Now, however, I am dreading covering his visitation today. It's up north near Green Bay, which I knew, but I am not looking forward to driving there and back by myself. Also, I still have to work nights. The biggest obstacle is taking pictures of the event today. People often don't mind talking, but it feels kind of intrusive to be there with my camera taking pictures. The one good thing is that the visitation, military walk-through and military service will be held in the high school's gymnasium, so that makes it more open and less personable than a funeral home. It will definitely be a challenge for me that I hope will have its rewards by helping me become a better reporter and photographer. It also feels good to know that my editors trust me with this much responsibility.

I already did one obit story about a longtime New Berlin principal this week, so I hope that after today, I will get a break from the dead beat again. It's ironic though, that the obit stories I write, I get the most positive feedback from. Often, the family will contact me and thank me for doing the story. I never knew that stories like that would touch so many people.

So, I just have to get through today and enjoy working at the rummage sale tomorrow during work day, which is when the pot luck lunch is! Yummy.


Quote:

"If you don't find God in the next person you meet, it is a waste of time looking for him further."
--Mohandas K. Gandhi

Sunday, April 20, 2008

A new place to call home




I am amazed at how quickly my new apartment felt like home. I really lucked out with finding a place that allows me to diplay my things and that complements my personality well. Everything from all the windows and the door leading to the roof, to the large bedroom with its open closet space that displays my clothes so well to the cute built-in and the large black radiator all suit me so well.

Moving day went smoothly. My dad and I loaded the truck in Oconomowoc and got to Waukesha about 10:15 a.m. I had three friends help to haul the furniture and boxes up the steep stairs to my apartment, which is located above an antique store in a building from 1929. It's a very cute building located pretty much right on the Carroll College campus, which is where I went to school.

It only took us about 30 minutes to get everything unloaded. I thought I had more stuff! I wish that I would have brought my big sofa instead of the loveseat. I do like the extra space to move around in.
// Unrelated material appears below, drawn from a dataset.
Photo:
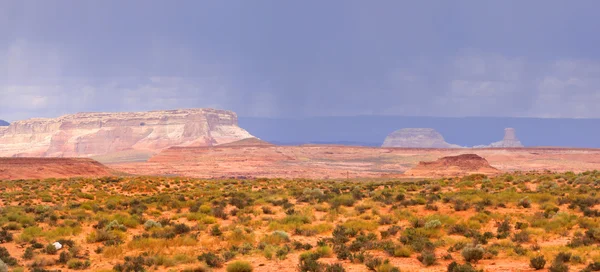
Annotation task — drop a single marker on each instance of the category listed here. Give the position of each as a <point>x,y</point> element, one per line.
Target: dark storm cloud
<point>301,58</point>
Within three days, I had my boxes unpacked and had started to hang pictures. My friend, Kaitlin, and I hung all my clothes and organized small details.
I hope to do some hosting next month. I have had a few friends and family members over, but it would be fun to do something a little bigger. I certainly have enough space for people to hang out here.
I have found myself anxious to leave work at the end of the day and to return to my apartment. It has been a good adjustment so far.

Friday, April 4, 2008

On the move

Sorry for my absence on Kat in Name Only. I have been busy preparing for my big move to Waukesha tomorrow. There has been so much organizing, packing and shopping to do. I plan to post pictures next week,but I will not have internet until next week Thursday.

There is so much news: the new apartment, the church exploding in Waukesha, the interesting animals I've seen. I promise to write more again once I get settled.

Now it's off to bed so I can wake up ready to haul furniture and boxes.